The MYCN gene has an antisense RNA, N-cym or MYCNOS, transcribed from the opposite strand which can be translated to form a protein product. N-Myc and MYCNOS are co-regulated both in normal development and in tumor cells, so it is possible that the two transcripts are functionally related. It has been shown that the antisense RNA encodes for a protein, named NCYM, that has originated de novo and is specific to human and chimpanzee. This NCYM protein inhibits GSK3b and thus prevents MYCN degradation. Transgenic mice that harbor human MYCN/NCYM pair often show neuroblastomas with distant metastasis, which are atypical for normal mice. Thus NCYM represents a rare example of a de novo gene that has acquired molecular function and plays a major role in oncogenesis.

== Clinical significance ==
Amplification and overexpression of N-Myc can lead to tumorigenesis. Excess N-Myc is associated with a variety of tumors, most notably neuroblastomas where patients with amplification of the N-Myc gene tend to have poor outcomes. MYCN can also be activated in neuroblastoma and other cancers through somatic mutation. Intriguingly, recent genome-wide H3K27ac profiling in patient-derived NB samples revealed four distinct SE-driven epigenetic subtypes, characterized by their own and specific master regulatory networks. Three of them are named after the known clinical groups: MYCN-amplified, MYCN non-amplified high-risk, and MYCN non-amplified low-risk NBs, while the fourth displays cellular features which resemble multipotent Schwann cell precursors. Interestingly, the cyclin gene CCND1 was regulated through distinct and shared SEs in the different subtypes, and, more importantly, some tumors showed signals belonging to multiple epigenetic signatures, suggesting that the epigenetic landscape is likely to contribute to intratumoral heterogeneity.

== Interactions ==
N-Myc has been shown to interact with MAX.

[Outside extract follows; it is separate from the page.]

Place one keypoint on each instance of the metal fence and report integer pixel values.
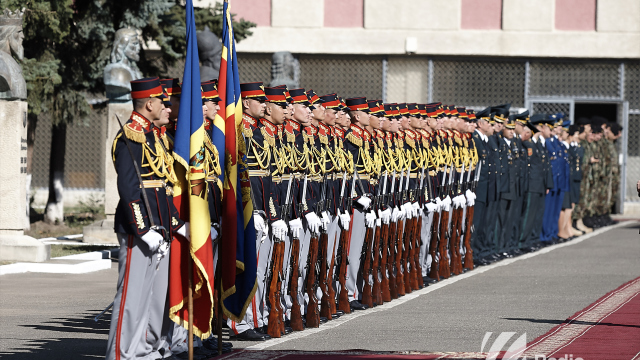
(540, 85)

N-Myc is also stabilized by aurora A which protects it from degradation. Drugs that target this interaction are under development, and are designed to change the conformation of aurora A. Conformational change in Aurora A leads to release of N-Myc, which is then degraded in a ubiquitin-dependent manner.

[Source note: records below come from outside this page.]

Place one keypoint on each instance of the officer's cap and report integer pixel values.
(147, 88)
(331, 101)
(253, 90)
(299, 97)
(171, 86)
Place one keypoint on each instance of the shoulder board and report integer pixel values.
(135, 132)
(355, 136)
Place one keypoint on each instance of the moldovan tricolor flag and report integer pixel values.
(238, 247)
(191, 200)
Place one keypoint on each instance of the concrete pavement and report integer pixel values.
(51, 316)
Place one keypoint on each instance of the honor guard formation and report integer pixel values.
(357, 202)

Being independent from MYCN/MAX interaction, MYCN is also a transcriptional co-regulator of p53 in MYCN-amplified neuroblastoma. MYCN alters transcription of p53 target genes which regulate apoptosis responses and DNA damage repair in cell cycle. This MYCN-p53 interaction is through exclusive binding of MYCN to C-terminal domains of tetrameric p53. As a post-translational modification, MYCN binding to C-terminal domains of tetrameric p53 impacts p53 promoter selectivity and interferes other cofactors binding to this region.